BACA: Amerika Serikat Minta Izin WTO Jatuhkan Sanksi ke Indonesia
"Sebenarnya AS tidak bisa semena-mena sepihak mengatakan 'kita mau mengklaim', tidak. Kita pasti akan appeal 15 Agustus 2018 kalau tidak salah, dan akan dibentuk panel," kata Shinta saat ditemui di Gedung Saleh Afiff Kementerian PPN/Bappenas Jakarta, Rabu, 8 Agustus 2018.
Shinta mengatakan sebenarnya soal ini sudah cukup lama di WTO, di mana permasalahan Indonesia-Amerika soal impor produk pertanian dan hubungannya dengan aturan dan regulasi di Indonesia sendiri.
Shinta mengatakan menurut pemerintah aturan tersebut sudah ada revisi sebenarnya dan beberapa peraturan termasuk yang ada di Kementerian Pertanian. "Tetapi masalahnya mungkin belum semua atau belum disubmit," kata Shinta.
Menurut Shinta, saat Menteri Perdagangan Enggartiasto Lukita ke AS sebenarnya juga sudah menyampaikan mengenai market access ini termasuk tentang apa saja yang sudah dilakukan. "Masalahnya, ini komplain dari ekportir Amerika karena masih terkendala dengan perizinan, maka mereka komplain," kata dia.
BACA: AS Gugat Indonesia ke WTO, Darmin: Padahal Kemarin Sudah Puas
Shinta menyatakan pemerintah perlu memberitahu lagi sampai sejauh mana pemerintah sudah merevisi, lalu jika ada yang tidak direvisi apa alasannya. Karena, kata Shinta produk yang dimasukan adalah produk yang tidak terlalu berdampak buat Indonesia kalau impor, seperti apel.
Ekonom dari California State University Long Beach, Puspa Amri, mengatakan keputusan dari WTO terkait kebijakan hambatan nontarif produk impor dari Indonesia sudah final. Melalui badan penyelesaian sengketa (Dispute Settlement Body), WTO mengabulkan gugatan Amerika Serikat dan menyatakan Indonesia bersalah.
Tapi, menurut visiting fellow di CSIS atau Centre for Strategic and International Studies ini, WTO tidak memiliki wewenang untuk menentukan bentuk hukuman. "Hanya saja pihak yang menang berhak mendapat kompensasi atas kerugian mereka," kata Puspa saat dihubungi di Jakarta, Selasa, 7 Agustus 2018.
Kekalahan Indonesia melawan Amerika ini telah diumumkan sejak November 2017. Indonesia saat itu menerbitkan 18 hambatan nontarif untuk sejumlah produk impor seperti apel, anggur, kentang, bawang, bunga, jus, buah-buah kering, hewan ternak, ayam dan daging sapi. Keputusan inilah yang dianggap diskriminasi oleh negara importir, Amerika Serikat dan Selandia Baru.

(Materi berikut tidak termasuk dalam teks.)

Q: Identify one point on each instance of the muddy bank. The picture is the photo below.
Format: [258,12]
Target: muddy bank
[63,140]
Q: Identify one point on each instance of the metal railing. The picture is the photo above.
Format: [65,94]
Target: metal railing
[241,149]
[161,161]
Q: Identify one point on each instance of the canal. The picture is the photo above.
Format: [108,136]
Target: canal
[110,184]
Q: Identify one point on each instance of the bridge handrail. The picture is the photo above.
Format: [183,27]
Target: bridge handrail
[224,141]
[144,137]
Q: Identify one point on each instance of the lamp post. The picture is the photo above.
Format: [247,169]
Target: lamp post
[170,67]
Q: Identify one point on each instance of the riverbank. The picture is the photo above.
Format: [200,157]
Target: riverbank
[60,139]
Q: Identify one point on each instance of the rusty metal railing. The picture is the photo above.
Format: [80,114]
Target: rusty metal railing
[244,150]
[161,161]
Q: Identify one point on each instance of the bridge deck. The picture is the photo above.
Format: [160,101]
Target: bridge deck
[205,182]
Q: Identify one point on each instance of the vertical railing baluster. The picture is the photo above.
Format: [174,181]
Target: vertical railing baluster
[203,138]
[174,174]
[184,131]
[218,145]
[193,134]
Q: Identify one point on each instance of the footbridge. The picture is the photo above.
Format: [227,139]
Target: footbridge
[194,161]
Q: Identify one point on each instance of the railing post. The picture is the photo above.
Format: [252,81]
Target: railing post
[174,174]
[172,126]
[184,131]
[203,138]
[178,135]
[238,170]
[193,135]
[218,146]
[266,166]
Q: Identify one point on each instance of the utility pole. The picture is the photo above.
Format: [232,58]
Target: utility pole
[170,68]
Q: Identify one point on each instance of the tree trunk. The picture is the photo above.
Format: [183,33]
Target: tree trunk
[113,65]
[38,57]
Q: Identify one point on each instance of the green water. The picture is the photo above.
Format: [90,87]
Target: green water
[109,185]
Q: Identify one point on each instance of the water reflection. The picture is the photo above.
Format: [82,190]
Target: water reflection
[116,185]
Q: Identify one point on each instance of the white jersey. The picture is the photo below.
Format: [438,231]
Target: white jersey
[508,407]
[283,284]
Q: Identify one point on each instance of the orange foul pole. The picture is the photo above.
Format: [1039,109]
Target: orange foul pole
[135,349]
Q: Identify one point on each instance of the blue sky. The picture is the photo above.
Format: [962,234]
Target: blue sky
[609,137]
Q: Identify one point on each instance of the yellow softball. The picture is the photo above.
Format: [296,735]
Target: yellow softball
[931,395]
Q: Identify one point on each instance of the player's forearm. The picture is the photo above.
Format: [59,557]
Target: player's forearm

Mantan Menteri Perdagangan Mari Elka Pangestu mengatakan soal kasus tersebut memang sudah ada sejak dua sampai tiga tahun lalu. "Jadi ntinya ada sanksi kalau, kita tidak mengubah aturan, jadi kita harus mengubah sejumlah UU dan aturan dalam waktu tertentu," kata Mari Elka Pangestu.
Menurut Mari yang perlu dilakukan pemerintah saat ini yaitu berupaya untuk mengubah peraturan-peraturan yang diminta untuk diubah itu. "Ini suatu keputusan yang sudah diambil, kalau kita mengubah peraturan dan undang-undang, kita tidak akan kena sanksi," kata Mari Elka.
Pada Senin, 6 Agustus 2018, WTO mengumumkan adanya permintaan resmi dari Amerika Serikat. Isinya, Amerika menuntut WTO menjatuhkan sanksi US$ 350 juta atau setara Rp 5 triliun. Itu adalah nilai kerugian yang harus ditanggung Amerika karena belum adanya perubahan regulasi di Indonesia pasca putusan WTO.